Walk into most golf stores as a beginner and you'll walk out with 14 clubs, a stand bag, and a receipt that could have covered six months of lessons. Here's the truth: a new golfer needs about nine clubs, and the money saved on the other five is better spent on range balls.
The core of a first set is simple: a driver with plenty of loft (10.5 degrees or more — low-loft drivers are for swing speeds you don't have yet), a fairway wood or hybrid you can hit off the ground, irons from 6 through pitching wedge, a sand wedge, and a putter you like looking at. That's it. The 3-iron and 4-iron in a boxed set mostly exist to make the box heavier.
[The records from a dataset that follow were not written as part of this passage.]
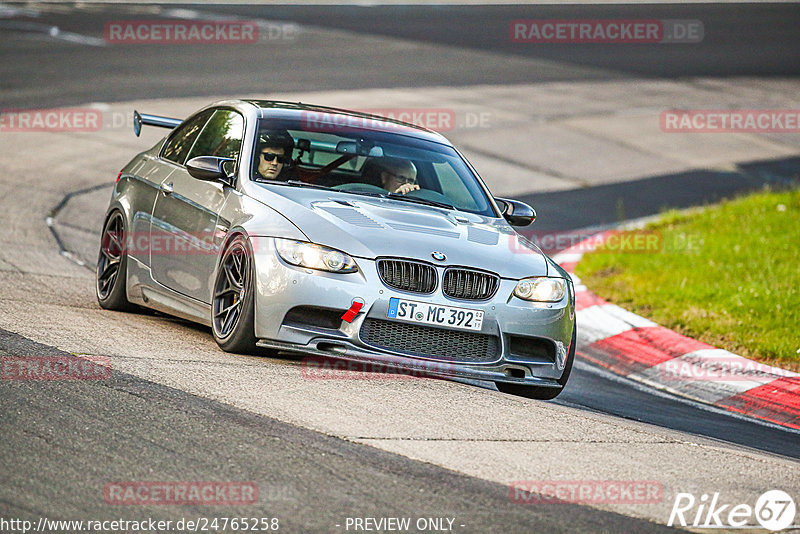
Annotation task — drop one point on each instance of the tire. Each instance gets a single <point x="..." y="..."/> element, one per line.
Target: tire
<point x="112" y="266"/>
<point x="539" y="392"/>
<point x="233" y="302"/>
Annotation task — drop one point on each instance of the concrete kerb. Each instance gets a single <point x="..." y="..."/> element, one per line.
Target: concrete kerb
<point x="636" y="348"/>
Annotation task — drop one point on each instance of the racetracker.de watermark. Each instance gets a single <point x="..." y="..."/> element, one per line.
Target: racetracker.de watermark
<point x="51" y="120"/>
<point x="719" y="366"/>
<point x="605" y="31"/>
<point x="608" y="242"/>
<point x="158" y="243"/>
<point x="55" y="368"/>
<point x="180" y="493"/>
<point x="224" y="31"/>
<point x="730" y="121"/>
<point x="321" y="368"/>
<point x="436" y="119"/>
<point x="88" y="119"/>
<point x="585" y="492"/>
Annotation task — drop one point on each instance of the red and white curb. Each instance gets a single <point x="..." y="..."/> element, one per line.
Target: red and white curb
<point x="639" y="349"/>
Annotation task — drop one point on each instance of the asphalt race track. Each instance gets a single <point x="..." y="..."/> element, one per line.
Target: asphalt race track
<point x="178" y="409"/>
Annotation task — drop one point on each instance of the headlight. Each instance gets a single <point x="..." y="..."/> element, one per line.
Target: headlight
<point x="314" y="256"/>
<point x="541" y="289"/>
Game-improvement irons are not training wheels — they're the right tool. Wide soles and perimeter weighting turn your slightly-thin strike into a playable shot instead of a punishment, and that feedback loop is what keeps new golfers playing. You can chase blades in five years if your handicap demands it. It probably won't.
This is also where pre-owned makes the most sense of anyone in the shop. A beginner's swing will change more in the first two seasons than in the rest of their golfing life, so buying a certified pre-owned set at half price and trading it back in when your swing outgrows it costs less than one boxed set — and every club in it was individually inspected, which the boxed set never was.
One last thing: get the lie angle checked, even on a starter set. It's a five-minute measurement, we do it free with any set purchase, and it's the difference between a club that fights your swing and one that lets you learn. Building a first set this way usually lands under what the big-box full set costs — with better clubs in the bag and money left for the lessons that actually lower scores.